ここには雨が届かない。だが、遠くで排水の滴が落ちている。
滴の音が、雨音の代わりになった。
意識が少しだけ落ち着く。
そのとき、旧駅の闇の奥から足音がした。
軽い。生身の足音。
だが迷いがない。
「……来た」
シキが小さく言う。
「窓口だ」
闇から現れたのは、制服姿の女だった。公安局の制服ではない。都市鉄道局の制服。しかし胸元のIDの色が、妙に違う。灰色の中に、黒が混じっている。
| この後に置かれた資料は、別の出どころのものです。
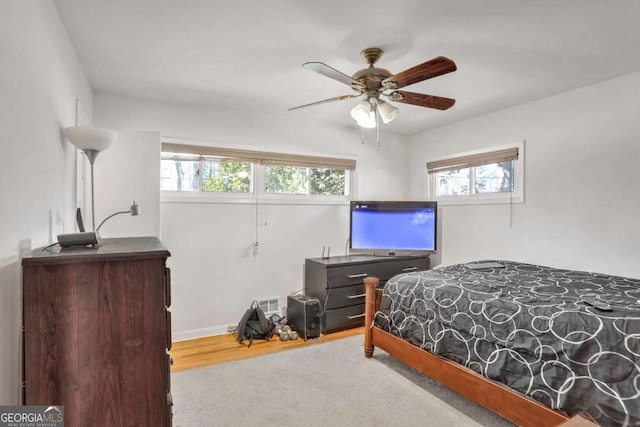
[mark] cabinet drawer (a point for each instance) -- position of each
(348, 274)
(344, 296)
(167, 316)
(343, 318)
(389, 269)
(167, 287)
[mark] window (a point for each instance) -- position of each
(204, 173)
(187, 168)
(308, 181)
(492, 176)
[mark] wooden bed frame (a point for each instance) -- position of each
(509, 404)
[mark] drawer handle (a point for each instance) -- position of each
(355, 316)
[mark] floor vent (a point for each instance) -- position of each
(269, 306)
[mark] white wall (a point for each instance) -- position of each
(128, 171)
(215, 273)
(40, 79)
(582, 182)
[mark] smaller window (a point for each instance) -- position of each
(180, 172)
(305, 181)
(492, 176)
(225, 176)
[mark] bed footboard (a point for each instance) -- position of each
(496, 397)
(372, 303)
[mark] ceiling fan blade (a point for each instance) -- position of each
(432, 68)
(422, 100)
(325, 70)
(337, 98)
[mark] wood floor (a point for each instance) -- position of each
(199, 352)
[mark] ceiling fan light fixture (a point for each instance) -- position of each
(387, 111)
(362, 112)
(369, 122)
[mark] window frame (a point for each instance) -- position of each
(515, 196)
(258, 180)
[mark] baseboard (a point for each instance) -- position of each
(199, 333)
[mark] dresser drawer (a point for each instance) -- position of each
(349, 274)
(354, 274)
(343, 318)
(344, 296)
(389, 269)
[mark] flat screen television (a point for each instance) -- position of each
(389, 228)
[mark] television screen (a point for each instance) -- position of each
(390, 228)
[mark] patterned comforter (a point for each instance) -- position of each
(568, 339)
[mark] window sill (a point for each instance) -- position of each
(485, 199)
(250, 199)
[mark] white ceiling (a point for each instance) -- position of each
(247, 55)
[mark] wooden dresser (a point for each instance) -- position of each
(97, 332)
(337, 282)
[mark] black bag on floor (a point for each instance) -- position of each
(255, 325)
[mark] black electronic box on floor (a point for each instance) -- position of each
(303, 315)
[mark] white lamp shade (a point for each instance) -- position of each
(90, 138)
(387, 111)
(369, 122)
(362, 111)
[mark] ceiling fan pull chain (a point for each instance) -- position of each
(377, 122)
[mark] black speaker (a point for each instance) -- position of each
(303, 315)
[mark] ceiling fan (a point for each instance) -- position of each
(372, 83)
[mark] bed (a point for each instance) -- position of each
(534, 344)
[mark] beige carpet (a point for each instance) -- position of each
(331, 384)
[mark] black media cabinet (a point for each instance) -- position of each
(338, 283)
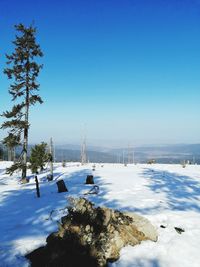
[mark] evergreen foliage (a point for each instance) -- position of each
(39, 156)
(23, 71)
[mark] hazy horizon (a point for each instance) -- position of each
(128, 70)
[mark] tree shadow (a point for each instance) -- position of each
(182, 192)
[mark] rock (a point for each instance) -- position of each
(61, 186)
(179, 230)
(89, 179)
(91, 236)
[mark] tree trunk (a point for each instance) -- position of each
(25, 144)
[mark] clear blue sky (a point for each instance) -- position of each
(128, 70)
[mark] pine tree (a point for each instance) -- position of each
(11, 141)
(23, 70)
(39, 156)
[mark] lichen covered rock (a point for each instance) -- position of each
(91, 236)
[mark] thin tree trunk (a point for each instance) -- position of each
(25, 144)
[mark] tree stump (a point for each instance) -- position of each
(61, 186)
(50, 177)
(37, 186)
(89, 179)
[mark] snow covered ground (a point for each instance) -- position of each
(167, 195)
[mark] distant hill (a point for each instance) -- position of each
(140, 154)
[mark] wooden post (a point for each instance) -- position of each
(61, 186)
(52, 158)
(37, 186)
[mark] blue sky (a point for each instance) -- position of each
(127, 70)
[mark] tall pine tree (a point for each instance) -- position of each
(23, 70)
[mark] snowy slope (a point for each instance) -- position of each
(167, 195)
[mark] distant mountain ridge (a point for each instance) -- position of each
(139, 154)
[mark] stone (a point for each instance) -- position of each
(91, 236)
(61, 186)
(89, 179)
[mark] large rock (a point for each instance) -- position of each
(91, 236)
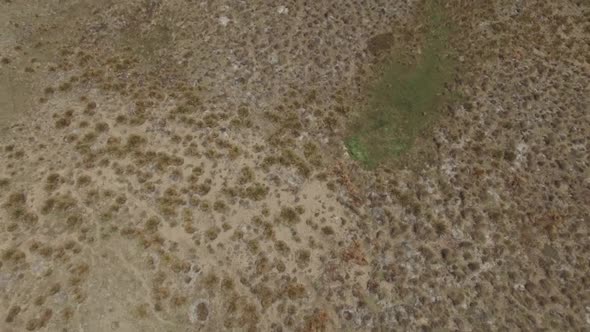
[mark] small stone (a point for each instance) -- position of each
(282, 10)
(223, 20)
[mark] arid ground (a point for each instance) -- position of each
(296, 165)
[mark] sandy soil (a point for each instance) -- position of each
(180, 166)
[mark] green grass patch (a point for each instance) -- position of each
(406, 99)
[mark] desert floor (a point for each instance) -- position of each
(387, 165)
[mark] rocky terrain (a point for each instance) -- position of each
(297, 165)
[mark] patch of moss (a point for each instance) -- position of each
(406, 99)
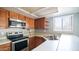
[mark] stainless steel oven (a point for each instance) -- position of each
(20, 44)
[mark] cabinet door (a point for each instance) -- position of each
(32, 43)
(21, 17)
(13, 15)
(30, 22)
(3, 18)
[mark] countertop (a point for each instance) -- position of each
(4, 40)
(48, 45)
(68, 43)
(65, 43)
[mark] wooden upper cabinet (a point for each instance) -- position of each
(3, 18)
(30, 22)
(13, 15)
(21, 17)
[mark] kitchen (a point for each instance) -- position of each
(39, 28)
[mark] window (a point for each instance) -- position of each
(63, 23)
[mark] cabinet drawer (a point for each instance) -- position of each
(5, 49)
(5, 45)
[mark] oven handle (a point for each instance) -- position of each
(20, 40)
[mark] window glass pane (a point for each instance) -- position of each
(57, 24)
(67, 23)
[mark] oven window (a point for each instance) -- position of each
(20, 45)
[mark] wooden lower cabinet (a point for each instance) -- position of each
(5, 47)
(35, 41)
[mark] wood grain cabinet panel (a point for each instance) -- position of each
(3, 18)
(40, 23)
(5, 47)
(21, 17)
(35, 41)
(30, 22)
(13, 15)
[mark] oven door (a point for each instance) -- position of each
(19, 45)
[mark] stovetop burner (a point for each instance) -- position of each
(16, 37)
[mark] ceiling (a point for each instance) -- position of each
(34, 12)
(37, 12)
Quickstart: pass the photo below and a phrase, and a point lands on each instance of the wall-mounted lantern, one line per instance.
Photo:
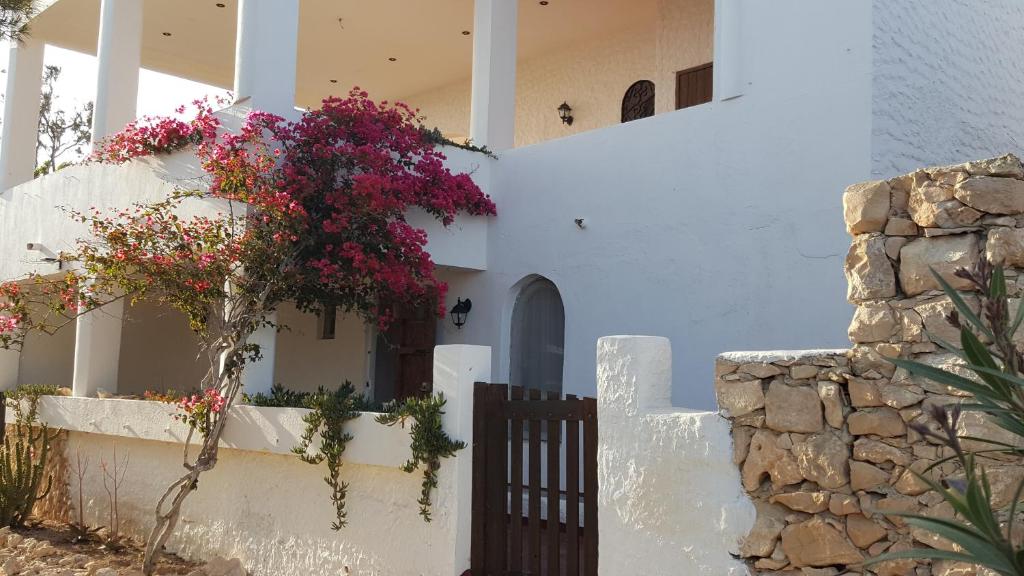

0課の色だ。
女は俺を見て、ため息をついた。
「あなたが回収対象の新人ね」
「誰だ」
「名乗るのは後。いまは時間がない」
「時間がないのは分かってる」
「分かってない。封鎖は上だけじゃない。下にも来る」
「来る前に、取引先に会わせろ」
「会わせる。……ただし条件がある」
女は俺の目を見て、静かに言った。
「あなたの相棒AIを、いったん切って」
ネオンが、初めて黙った。
旧駅の空気が、さらに冷えた。
俺は女の顔を見た。
彼女の目には、下層の匂いを嫌う上層の目とは違う、別の警戒があった。
都市を嫌っている人間の目だ。
だが同時に、都市の中で生き残るための裏切りを知っている目でもあった。